Some states are more tax-friendly for retirees than others, especially when it comes to property and Social Security benefits.

• Property taxes. Tax rates vary significantly from state to state and municipality to municipality. Don't look only at existing property-tax rates, says Kathleen Thies, state-tax analyst for CCH, a major provider of tax information. Ask how property taxes have changed over the years. "If you're moving into an up-and-coming area versus one that is more mature, or if you are moving into an area that is gentrifying, you may find your property taxes increasing at a higher-than-anticipated rate."

It's particularly difficult to compare real-estate taxes, because local jurisdictions follow different assessment and reporting procedures. For example, real-estate taxes in Florida are based on 100 percent of market value, while homes in South Carolina are assessed at 4 percent of market value. And some jurisdictions with relatively low real-estate taxes are located in areas that have above-average real-estate values.

Based on data from a 2006 Census Bureau survey and Tax Foundation calculations, the five states with the lowest median real-estate taxes (from lowest to highest) are Louisiana, Alabama, West Virginia, Mississippi and Arkansas. The states with the highest median real-estate taxes (from highest to lowest) are New Jersey, New Hampshire, Connecticut, New York and Massachusetts.

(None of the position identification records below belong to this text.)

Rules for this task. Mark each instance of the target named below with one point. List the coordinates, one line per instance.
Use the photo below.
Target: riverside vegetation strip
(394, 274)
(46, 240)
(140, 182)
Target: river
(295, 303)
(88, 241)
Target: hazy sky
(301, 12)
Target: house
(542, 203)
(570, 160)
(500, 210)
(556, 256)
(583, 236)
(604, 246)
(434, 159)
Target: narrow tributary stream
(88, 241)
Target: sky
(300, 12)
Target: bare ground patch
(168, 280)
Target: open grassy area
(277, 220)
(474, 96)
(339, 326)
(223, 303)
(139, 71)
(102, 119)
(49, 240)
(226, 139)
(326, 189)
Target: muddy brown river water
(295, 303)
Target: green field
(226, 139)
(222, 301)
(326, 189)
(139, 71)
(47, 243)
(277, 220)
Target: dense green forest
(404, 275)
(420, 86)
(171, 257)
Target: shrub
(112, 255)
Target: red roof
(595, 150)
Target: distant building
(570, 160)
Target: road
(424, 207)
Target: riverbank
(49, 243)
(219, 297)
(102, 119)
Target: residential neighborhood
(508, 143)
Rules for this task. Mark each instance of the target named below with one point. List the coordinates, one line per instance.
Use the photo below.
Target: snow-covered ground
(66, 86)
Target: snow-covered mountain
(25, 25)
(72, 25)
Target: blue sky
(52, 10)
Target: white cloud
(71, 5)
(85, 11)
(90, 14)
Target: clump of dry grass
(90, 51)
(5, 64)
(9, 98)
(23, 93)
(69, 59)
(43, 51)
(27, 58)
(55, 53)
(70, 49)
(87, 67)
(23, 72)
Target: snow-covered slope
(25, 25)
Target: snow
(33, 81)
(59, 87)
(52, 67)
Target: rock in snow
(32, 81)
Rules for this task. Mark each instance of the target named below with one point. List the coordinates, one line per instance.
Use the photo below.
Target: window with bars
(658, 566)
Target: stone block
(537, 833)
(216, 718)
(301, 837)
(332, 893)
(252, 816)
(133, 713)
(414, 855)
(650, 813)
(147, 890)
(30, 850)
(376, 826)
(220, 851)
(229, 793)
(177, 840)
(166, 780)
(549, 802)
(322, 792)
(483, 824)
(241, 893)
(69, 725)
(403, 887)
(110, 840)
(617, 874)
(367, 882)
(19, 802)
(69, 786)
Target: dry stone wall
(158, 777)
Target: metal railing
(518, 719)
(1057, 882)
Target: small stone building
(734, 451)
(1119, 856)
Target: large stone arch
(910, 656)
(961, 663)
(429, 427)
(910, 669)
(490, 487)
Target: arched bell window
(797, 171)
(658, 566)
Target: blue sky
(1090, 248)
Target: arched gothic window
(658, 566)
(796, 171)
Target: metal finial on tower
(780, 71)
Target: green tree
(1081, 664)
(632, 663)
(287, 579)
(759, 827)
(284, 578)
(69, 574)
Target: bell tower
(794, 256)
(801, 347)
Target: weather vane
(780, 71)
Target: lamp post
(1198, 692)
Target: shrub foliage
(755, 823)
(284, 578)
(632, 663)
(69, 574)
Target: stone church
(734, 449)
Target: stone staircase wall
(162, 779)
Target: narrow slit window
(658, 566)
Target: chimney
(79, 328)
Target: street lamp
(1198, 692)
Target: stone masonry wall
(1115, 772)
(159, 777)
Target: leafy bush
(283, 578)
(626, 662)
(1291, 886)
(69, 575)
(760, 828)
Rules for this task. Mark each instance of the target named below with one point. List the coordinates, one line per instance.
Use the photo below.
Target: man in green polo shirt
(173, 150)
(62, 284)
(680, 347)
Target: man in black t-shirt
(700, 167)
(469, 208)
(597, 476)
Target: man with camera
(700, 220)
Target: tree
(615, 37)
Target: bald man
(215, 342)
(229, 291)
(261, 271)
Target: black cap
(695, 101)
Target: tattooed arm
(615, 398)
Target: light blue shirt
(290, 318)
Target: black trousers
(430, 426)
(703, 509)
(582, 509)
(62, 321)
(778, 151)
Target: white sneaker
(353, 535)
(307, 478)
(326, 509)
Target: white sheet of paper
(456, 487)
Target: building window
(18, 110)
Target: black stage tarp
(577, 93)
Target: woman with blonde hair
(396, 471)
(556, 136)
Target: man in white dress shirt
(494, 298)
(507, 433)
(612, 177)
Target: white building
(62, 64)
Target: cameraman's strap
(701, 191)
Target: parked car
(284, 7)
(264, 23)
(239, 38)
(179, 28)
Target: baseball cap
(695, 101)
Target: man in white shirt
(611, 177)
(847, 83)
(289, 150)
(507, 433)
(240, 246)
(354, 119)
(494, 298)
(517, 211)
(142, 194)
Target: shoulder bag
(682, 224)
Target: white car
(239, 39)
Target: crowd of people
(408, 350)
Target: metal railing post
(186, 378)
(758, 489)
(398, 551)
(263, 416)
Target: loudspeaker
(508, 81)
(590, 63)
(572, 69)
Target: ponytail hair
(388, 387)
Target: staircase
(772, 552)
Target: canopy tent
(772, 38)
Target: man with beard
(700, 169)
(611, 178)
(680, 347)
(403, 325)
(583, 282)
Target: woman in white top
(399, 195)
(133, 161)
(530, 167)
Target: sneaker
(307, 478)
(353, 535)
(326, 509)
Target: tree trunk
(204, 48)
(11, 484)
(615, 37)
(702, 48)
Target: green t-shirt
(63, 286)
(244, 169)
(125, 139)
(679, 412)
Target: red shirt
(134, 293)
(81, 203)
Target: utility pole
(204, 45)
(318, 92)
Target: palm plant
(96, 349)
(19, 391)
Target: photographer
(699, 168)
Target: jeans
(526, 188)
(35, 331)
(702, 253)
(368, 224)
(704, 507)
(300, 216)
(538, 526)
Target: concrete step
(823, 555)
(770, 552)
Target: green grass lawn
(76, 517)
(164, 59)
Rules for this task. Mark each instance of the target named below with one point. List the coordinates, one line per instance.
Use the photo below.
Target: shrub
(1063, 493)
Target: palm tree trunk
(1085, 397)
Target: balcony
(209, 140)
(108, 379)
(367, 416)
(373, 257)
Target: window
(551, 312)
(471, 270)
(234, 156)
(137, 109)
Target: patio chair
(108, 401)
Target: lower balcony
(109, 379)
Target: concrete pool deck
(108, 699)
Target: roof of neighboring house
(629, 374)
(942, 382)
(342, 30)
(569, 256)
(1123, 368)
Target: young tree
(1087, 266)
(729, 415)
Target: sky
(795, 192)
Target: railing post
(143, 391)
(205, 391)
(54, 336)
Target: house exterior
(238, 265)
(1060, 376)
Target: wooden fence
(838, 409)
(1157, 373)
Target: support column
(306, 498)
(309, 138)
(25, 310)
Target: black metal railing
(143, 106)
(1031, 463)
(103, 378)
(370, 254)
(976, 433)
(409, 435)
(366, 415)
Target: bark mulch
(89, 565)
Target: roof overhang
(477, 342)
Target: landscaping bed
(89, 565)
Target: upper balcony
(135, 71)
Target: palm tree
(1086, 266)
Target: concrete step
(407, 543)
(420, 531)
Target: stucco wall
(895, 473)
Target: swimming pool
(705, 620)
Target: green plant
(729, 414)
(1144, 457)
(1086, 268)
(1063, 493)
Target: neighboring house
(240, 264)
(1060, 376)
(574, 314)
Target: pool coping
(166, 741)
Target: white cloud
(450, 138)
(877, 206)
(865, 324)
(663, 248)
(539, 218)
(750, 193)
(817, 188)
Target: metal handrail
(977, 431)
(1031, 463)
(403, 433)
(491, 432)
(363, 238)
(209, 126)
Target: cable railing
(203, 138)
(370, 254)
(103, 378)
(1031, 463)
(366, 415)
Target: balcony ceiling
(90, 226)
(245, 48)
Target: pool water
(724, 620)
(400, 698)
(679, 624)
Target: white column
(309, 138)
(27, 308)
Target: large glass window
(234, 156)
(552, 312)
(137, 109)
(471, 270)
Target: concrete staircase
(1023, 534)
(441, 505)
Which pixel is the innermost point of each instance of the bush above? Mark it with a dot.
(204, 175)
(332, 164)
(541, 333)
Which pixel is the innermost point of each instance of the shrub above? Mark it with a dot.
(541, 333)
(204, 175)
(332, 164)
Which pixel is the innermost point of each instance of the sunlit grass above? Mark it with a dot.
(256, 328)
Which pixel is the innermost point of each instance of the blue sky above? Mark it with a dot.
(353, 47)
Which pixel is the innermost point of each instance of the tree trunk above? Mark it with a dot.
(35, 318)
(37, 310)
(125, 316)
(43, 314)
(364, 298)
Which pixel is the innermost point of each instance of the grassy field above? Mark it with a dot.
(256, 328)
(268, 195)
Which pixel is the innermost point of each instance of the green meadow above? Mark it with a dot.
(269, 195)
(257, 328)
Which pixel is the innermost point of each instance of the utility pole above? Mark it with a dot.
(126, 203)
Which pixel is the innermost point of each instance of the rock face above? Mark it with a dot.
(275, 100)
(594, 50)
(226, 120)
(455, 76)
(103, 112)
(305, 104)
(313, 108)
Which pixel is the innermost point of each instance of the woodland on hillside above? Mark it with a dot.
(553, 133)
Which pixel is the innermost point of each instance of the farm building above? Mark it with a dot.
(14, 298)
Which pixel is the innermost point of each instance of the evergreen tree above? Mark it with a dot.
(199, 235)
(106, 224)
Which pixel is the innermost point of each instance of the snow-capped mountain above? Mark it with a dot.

• Social Security benefits. Most states are moving away from taxing Social Security benefits. In addition to the nine states that do not have a broad-based individual income tax, 27 states and the District of Columbia don't tax Social Security. Wisconsin was the latest to join those ranks in 2008.

The remaining 14 states — Colorado, Connecticut, Iowa, Kansas, Minnesota, Missouri, Montana, Nebraska, New Mexico, North Dakota, Rhode Island, Utah, Vermont and West Virginia — tax Social Security benefits to some extent.

Iowa will gradually phase out its Social Security tax by 2014, starting in 2008. Missouri will increase the amount of Social Security benefits that may be deducted from taxable state income, rising from 35 percent in 2008 to 100 percent in 2012 and beyond. Kansas residents can now exclude Social Security income from their taxes if their adjusted gross income is less than $75,000, up from $50,000 in 2007.

There's no guarantee that this trend of exempting Social Security benefits from taxes will continue, says Thies. "But many states seem to be heading in that direction as their populations age and tax treatment of Social Security income becomes a bigger priority for voters."